Conservative group sues for Clinton tapes of talks with historian friend

The Judicial Watch has sued the National Archive to obtain tapes of conversations between then-President Bill Clinton and historian Taylor Branch. -db

The Washington Post
October 28, 2010
By Spencer S. Hsu

A conservative watchdog group has filed a lawsuit claiming that 79 recorded conversations between then-President Bill Clinton and his friend and historian Taylor Branch should be made public, citing openness in government laws passed after Watergate.

Clinton quietly invited Branch to the White House, often late at night and confidentially, to confide in him a sort of running oral history of his presidency from 1993 to 2001.

Branch, author of a three-book history of the Rev. Martin Luther King Jr. and the civil rights era, did not keep the tapes, which he gave to Clinton at the end of each conversation. But Branch dictated his own recollection of the conversations, which became the basis for his 2009 book, “The Clinton Tapes.”

Clinton kept the tapes but didn’t use them much for his 2004 memoirs, “My Life.”

On Thursday, Judicial Watch, a tenacious political opponent that launched countless probes of the Clinton administration, fired its latest legal salvo, nearly a decade after Clinton ended his second term. The group filed a lawsuit in U.S. District Court in the District against the National Archives and Records Administration, saying it should maintain and release the tapes under the Presidential Records Act.

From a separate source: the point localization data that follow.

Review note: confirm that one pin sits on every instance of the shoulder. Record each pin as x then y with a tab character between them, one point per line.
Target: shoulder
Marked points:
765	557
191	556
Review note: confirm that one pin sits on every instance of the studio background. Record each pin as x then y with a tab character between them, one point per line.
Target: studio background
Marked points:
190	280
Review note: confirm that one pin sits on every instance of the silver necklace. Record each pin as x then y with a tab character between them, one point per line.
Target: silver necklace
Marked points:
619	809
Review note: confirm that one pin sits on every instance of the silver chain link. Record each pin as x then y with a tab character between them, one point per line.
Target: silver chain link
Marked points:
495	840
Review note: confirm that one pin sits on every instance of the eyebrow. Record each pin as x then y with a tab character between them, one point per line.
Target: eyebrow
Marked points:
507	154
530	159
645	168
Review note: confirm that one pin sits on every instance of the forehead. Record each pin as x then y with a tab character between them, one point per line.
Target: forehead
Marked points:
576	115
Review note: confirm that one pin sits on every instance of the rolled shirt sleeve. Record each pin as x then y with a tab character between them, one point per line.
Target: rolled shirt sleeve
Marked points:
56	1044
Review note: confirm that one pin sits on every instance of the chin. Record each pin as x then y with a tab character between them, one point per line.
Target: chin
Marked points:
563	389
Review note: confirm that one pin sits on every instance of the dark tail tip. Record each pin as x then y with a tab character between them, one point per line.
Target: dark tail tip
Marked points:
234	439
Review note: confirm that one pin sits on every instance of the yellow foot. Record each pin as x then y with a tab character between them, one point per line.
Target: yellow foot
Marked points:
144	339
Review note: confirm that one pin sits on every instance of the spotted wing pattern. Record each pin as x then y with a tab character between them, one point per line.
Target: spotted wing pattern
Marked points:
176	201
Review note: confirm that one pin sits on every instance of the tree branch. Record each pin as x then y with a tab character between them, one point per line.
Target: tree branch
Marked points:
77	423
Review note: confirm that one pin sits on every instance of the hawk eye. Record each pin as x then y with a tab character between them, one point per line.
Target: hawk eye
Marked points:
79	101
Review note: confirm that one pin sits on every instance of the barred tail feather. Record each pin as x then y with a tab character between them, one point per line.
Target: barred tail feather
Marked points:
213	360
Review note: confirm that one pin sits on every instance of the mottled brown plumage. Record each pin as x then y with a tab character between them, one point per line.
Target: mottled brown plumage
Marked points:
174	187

According to Judicial Watch, the National Archives, which also operates the Clinton Presidential Library and Museum in Little Rock, has determined that the audiotapes “are not presidential records and therefore are not subject to request” under the PRA or the Freedom of Information Act.

The watchdog group disagrees, saying Branch in his own recounting describes Clinton offering his thoughts and commentary on official matters and conducting presidential telephone conversations with foreign leaders, senators and Cabinet secretaries in Branch’s presence.

“Among the topics included on the Clinton tapes,” the suit alleges, were whether Clinton should fire R. James Woolsey Jr., then the CIA director, and nominate Madeleine Albright for secretary of state; U.S. policies toward Haiti and Cuba; his reasoning for entering the North American Free Trade Agreement; and his side of a conversation with Secretary of State Warren Christopher concerning Bosnia.

Judicial Watch President Tom Fitton invoked reforms in presidential archive laws made after the Watergate break-in and resulting cover up led to Richard Nixon’s resignation as president.

“These Clinton tapes are presidential records according to the law and they belong to the American people, not President Clinton,” said Fitton, whose group filed its FOIA request on Oct. 7, 2009, to the Clinton library. “Obviously President Clinton has a vested interest in preventing the release of information that might prove embarrassing or incriminating. But these personal concerns do not trump the rule of law or the public interest.”

Miriam Kleiman, a spokeswoman for the National Archives, said the agency had just seen the suit, adding, “Our prior response to Judicial Watch’s FOIA request was that these are personal papers of President Clinton, and the matter is now in litigation.”

Officials with the Clinton Foundation did not immediately respond to messages seeking comment.